About Belinda Weaver

Feb 6, 2015 • Belinda Weaver

Hi everyone. My name is Belinda Weaver and I am currently working as the team leader for a group of 9 eResearch Analysts based across 6 Queensland universities. I am based in Brisbane and work at The University of Queensland. Though I officially work for the Queensland Cyber Infrastructure Foundation (QCIF, which can best be described as a atate-based agency providing eResearch infrastructure to universities), I am actually employed by UQ’s Research Computing Centre in a secondment arrangement. This means I sit in a room with a lot of people who run HPC services and who also provision cloud-based services such as data storage and virtual machines for researchers to use. QCIF and the RCC jointly run the Queensland node of the Australian research cloud, and my job entails rolling out those cloud services to researchers, which is a great job to have as we have enabled some pretty amazing research so far. It is great to feel you can help researchers work more efficiently which is what drew me towards Software Carpentry in the first place. I organised an inaugural UQ bootcamp in 2014 which went really well.

I used to be a librarian. I have also been an Internet trainer, a book editor, a newspaper columnist, a project manager, a repository manager, a library branch manager and I ran the library computer system for the City of London Libraries when I lived in the UK. I have had one book published about the Internet and have written book chapters for published works on investigative journalism and writing, and I taught computer assisted journalsim and multimedia journalism at UQ. I used to run a web site and mailing list for Australian journalists. I have run workshops and trained staff in research data management. Although I have done all of these things, I have never written software code, much less taught it, so this course will be a VERY steep learning curve for me.

What I found hardest about using Git the first time was…
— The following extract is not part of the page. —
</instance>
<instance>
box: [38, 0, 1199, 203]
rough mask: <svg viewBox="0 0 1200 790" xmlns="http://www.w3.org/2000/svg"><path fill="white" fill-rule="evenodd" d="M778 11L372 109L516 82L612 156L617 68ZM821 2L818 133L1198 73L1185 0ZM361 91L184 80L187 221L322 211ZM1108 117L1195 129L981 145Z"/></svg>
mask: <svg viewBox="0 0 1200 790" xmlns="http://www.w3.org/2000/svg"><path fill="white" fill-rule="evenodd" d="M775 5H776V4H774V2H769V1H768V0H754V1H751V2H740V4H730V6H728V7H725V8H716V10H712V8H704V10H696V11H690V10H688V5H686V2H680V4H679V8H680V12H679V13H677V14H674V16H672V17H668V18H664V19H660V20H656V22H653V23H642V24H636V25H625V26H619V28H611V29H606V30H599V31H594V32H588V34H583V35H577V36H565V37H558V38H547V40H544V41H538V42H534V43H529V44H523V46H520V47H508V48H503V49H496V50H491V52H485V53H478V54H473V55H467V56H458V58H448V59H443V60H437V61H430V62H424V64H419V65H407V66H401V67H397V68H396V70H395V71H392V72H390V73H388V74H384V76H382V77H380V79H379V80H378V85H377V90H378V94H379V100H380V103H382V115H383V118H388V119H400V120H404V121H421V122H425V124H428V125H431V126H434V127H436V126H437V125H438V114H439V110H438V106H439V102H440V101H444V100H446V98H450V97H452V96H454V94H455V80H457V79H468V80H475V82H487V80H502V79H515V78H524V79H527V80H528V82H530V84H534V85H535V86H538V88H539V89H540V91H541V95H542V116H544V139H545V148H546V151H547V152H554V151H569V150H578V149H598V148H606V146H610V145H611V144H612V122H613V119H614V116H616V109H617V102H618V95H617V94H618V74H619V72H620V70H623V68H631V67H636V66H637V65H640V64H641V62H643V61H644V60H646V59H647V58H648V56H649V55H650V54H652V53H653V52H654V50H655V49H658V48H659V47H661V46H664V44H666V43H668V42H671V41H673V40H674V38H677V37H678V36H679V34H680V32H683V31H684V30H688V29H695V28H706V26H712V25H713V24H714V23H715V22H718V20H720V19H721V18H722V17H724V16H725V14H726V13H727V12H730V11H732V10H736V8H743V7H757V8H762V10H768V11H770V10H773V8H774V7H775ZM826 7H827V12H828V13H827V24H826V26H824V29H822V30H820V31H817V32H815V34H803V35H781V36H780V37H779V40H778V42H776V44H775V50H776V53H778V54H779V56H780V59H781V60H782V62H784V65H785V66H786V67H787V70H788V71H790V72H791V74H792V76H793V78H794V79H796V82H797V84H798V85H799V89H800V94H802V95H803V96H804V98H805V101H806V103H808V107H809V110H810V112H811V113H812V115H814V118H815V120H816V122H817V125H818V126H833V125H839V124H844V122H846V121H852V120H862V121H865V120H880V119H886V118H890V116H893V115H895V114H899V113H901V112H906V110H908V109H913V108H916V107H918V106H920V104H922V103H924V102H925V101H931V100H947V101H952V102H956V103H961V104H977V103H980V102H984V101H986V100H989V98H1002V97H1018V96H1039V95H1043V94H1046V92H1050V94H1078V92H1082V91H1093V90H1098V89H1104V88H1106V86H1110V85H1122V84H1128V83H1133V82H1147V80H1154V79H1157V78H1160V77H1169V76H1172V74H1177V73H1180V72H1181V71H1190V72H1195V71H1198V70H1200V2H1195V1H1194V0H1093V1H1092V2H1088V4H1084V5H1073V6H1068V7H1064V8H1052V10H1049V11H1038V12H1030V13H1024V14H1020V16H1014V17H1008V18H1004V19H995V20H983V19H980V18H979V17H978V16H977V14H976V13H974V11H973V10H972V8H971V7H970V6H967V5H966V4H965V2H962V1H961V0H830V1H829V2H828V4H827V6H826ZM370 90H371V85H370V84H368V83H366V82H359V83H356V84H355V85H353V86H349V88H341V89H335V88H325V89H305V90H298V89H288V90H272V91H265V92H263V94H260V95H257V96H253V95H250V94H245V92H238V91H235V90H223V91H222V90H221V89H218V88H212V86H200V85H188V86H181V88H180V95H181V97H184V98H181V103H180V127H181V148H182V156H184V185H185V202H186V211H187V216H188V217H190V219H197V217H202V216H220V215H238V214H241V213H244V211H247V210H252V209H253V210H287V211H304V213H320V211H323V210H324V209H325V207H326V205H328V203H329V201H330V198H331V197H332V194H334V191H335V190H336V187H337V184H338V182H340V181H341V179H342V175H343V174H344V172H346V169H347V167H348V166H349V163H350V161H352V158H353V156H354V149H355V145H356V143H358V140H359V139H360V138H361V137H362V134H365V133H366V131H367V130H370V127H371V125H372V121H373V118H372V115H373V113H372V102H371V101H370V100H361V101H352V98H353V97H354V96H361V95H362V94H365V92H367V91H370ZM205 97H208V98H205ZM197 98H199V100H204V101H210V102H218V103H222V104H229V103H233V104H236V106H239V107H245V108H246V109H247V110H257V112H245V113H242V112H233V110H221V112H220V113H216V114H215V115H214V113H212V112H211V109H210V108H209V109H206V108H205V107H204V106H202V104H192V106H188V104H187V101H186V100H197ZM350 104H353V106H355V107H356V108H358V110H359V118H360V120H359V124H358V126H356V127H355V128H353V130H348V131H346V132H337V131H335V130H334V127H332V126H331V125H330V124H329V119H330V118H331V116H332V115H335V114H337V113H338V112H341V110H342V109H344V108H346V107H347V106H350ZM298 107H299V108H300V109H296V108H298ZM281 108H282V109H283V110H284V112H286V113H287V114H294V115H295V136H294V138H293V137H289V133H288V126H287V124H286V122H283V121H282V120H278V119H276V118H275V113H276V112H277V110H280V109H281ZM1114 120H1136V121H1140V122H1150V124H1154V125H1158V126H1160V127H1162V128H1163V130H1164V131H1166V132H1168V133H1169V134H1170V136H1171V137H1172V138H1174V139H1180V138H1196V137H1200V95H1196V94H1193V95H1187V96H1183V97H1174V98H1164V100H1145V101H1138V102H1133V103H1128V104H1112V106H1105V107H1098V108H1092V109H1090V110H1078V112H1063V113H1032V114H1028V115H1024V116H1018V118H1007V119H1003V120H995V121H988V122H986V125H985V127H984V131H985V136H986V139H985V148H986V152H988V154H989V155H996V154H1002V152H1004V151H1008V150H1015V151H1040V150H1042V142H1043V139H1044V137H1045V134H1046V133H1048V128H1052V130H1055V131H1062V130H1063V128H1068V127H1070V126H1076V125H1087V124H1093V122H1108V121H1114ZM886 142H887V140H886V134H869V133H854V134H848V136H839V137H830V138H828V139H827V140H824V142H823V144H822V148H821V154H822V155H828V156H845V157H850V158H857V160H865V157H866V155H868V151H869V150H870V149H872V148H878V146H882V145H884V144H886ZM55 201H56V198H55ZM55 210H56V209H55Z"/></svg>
Regarding GitHub - I am not sure there is enough space in the world to say how hard I found trying to use it! I cried! I was using the Web interface so the instructions did not seem to relate to what I was doing. My biggest issue was I could not understand the framework, so I had no notion if I had succeeded or not in creating my pull request. And then it was merged, yay! but now my entry des not appear in the list on the blog, so I am back to despair.